The good S.D. Smith quoted C.S. Lewis at his blog a while back:

…only Supernaturalists really see Nature. You must go a little away from her, and then turn round, and look back. Then at last the true landscape will become visible. You must have tasted, however briefly, the pure water from beyond the world before you can be distinctly conscious of the hot, salty tang of Nature’s current.

Here we have the key to what Lewis (and the other Inklings, and all the Romantics, dating back to S.T. Coleridge) believed about literature. All created things are icons, in some form or another, of spiritual reality. This is what I mean when I talk about “logos epistemology.” It’s the belief that the creative logos, the Word, is within and behind all creation, and all creation points to that Christ/logos. What we can know is all built on the foundation of the logos, to which physical reality points.

At Hutchmoot, Walt Wangerin used the term “nominalistic” in his talk to refer to the mindset of our culture.
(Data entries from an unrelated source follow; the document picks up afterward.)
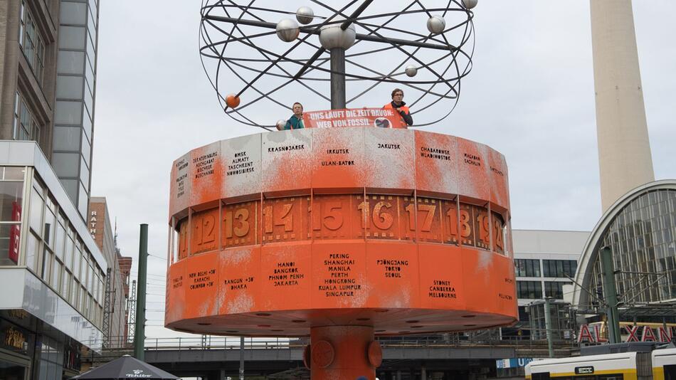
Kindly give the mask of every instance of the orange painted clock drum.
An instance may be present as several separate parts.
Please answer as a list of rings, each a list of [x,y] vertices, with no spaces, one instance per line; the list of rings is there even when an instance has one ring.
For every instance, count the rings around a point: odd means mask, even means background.
[[[369,127],[223,140],[174,162],[169,214],[171,329],[394,335],[517,320],[507,168],[482,144]]]

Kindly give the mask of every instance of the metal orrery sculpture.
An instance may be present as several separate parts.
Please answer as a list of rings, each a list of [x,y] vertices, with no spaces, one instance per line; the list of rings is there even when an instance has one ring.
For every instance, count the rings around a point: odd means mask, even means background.
[[[243,124],[273,127],[278,117],[269,115],[285,115],[294,101],[306,109],[379,106],[401,87],[421,127],[457,104],[472,68],[477,1],[407,0],[384,9],[373,0],[300,7],[206,0],[200,53],[226,113]],[[253,110],[260,101],[265,115]]]
[[[380,106],[398,87],[416,126],[448,115],[471,68],[476,0],[335,2],[202,4],[201,53],[218,58],[204,62],[216,62],[207,71],[229,115],[267,127],[275,104],[331,110],[174,162],[164,324],[310,336],[313,380],[374,380],[376,337],[517,320],[508,172],[490,147],[406,129]],[[249,107],[258,101],[266,107]],[[423,112],[433,107],[443,112]]]

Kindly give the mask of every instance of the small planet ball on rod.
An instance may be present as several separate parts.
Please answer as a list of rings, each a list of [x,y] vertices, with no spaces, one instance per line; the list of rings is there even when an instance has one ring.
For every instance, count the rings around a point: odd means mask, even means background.
[[[303,25],[307,25],[312,22],[313,19],[315,19],[315,11],[312,11],[312,8],[309,6],[301,6],[296,11],[296,20],[298,20],[299,23]]]
[[[438,15],[434,15],[427,20],[427,30],[432,34],[439,34],[443,33],[446,28],[446,21]]]
[[[418,68],[416,68],[413,65],[408,65],[408,66],[406,66],[406,75],[411,78],[418,75]]]
[[[226,97],[226,105],[231,108],[236,108],[239,105],[240,98],[235,94],[229,94]]]
[[[468,9],[474,8],[478,3],[479,0],[463,0],[463,5],[465,6],[465,8],[467,8]]]
[[[300,34],[298,23],[291,19],[284,19],[277,23],[276,30],[277,36],[284,42],[291,42]]]

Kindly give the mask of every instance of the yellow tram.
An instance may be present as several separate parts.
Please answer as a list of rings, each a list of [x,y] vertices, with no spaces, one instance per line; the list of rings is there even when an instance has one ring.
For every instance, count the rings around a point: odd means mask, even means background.
[[[532,361],[529,380],[676,380],[676,349]]]

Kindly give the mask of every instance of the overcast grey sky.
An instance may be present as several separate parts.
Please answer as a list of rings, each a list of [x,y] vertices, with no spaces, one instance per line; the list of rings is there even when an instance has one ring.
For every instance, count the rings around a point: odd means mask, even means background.
[[[676,2],[633,3],[655,178],[673,179]],[[122,253],[134,261],[142,223],[150,226],[151,253],[166,255],[172,162],[258,132],[220,109],[198,53],[199,7],[197,0],[101,4],[92,194],[107,199]],[[505,154],[514,228],[590,231],[601,197],[588,1],[480,0],[474,11],[473,70],[453,114],[425,130]],[[147,335],[164,336],[154,325],[164,318],[154,310],[164,308],[166,261],[149,263]]]

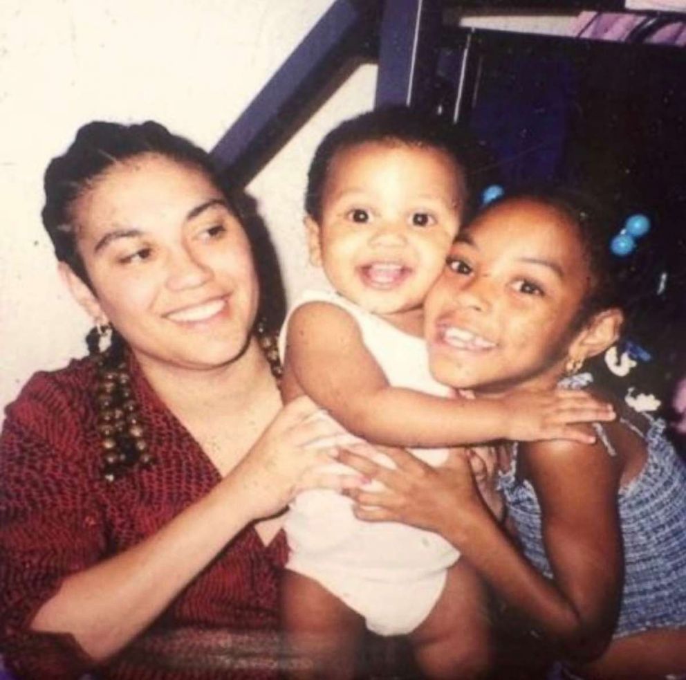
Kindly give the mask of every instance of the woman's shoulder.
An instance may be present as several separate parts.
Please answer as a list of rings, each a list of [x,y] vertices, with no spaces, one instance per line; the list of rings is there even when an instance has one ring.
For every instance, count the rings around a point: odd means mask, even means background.
[[[95,367],[89,358],[73,359],[57,370],[35,373],[7,406],[6,429],[41,428],[56,421],[66,424],[84,419],[93,408],[95,376]]]

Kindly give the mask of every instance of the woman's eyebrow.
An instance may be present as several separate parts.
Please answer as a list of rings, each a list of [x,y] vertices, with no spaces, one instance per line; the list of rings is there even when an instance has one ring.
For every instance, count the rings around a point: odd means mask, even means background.
[[[195,208],[192,208],[188,211],[186,214],[186,222],[189,222],[192,219],[194,219],[198,217],[201,212],[204,212],[208,208],[214,208],[215,205],[221,205],[222,207],[226,208],[230,212],[232,212],[231,208],[229,208],[228,203],[223,199],[210,199],[209,201],[206,201],[204,203],[201,203],[199,205],[196,205]]]
[[[108,232],[95,243],[93,252],[98,252],[98,250],[102,250],[106,246],[109,245],[113,241],[116,241],[117,239],[132,238],[140,236],[142,233],[140,229],[115,229],[113,231]]]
I almost jumped out of my seat*. The reason ancient interpreters of Scripture sought allegorical and spiritual readings was not that they wanted to make Scripture mean lots of different things, but that they believed (rightly) that human beings know on four levels: surface, moral, allegorical, and anagogical (or mythical/spiritual). Our culture believes that the only level of these four levels we can know for sure is surface: that which the five senses perceives and which can be proved to be true in a laboratory. You know exactly how this looks in our culture: science is “fact,” but you better hold your religious beliefs privately and not expect anyone else to believe them with you.

But this nominalistic thinking – that the physical reality only has surface meaning and nothing beyond it – is severely limiting and dehumanizing, because we are so much more than bare physical fact. This is why embedded in C.S. Lewis’s Narnia septology is planetary symbolism; we experience the deeper levels of reality while interacting with these symbols, even if we don’t understand them. This is why his Ransom trilogy is built on the scaffolding of literary alchemy. We pass through the stages of black (grief/loss), white (purification) and red (eternal life) with Ransom, whether we understand alchemy or not.

This is the exact opposite of gnosticism. It’s not “secret knowledge,” which is more important than the physical symbols, but the belief that the physical symbols do indeed picture reality. In gnosticism, the physical imprisons reality. In logos epistemology, the physical is part of reality and points to the Creator.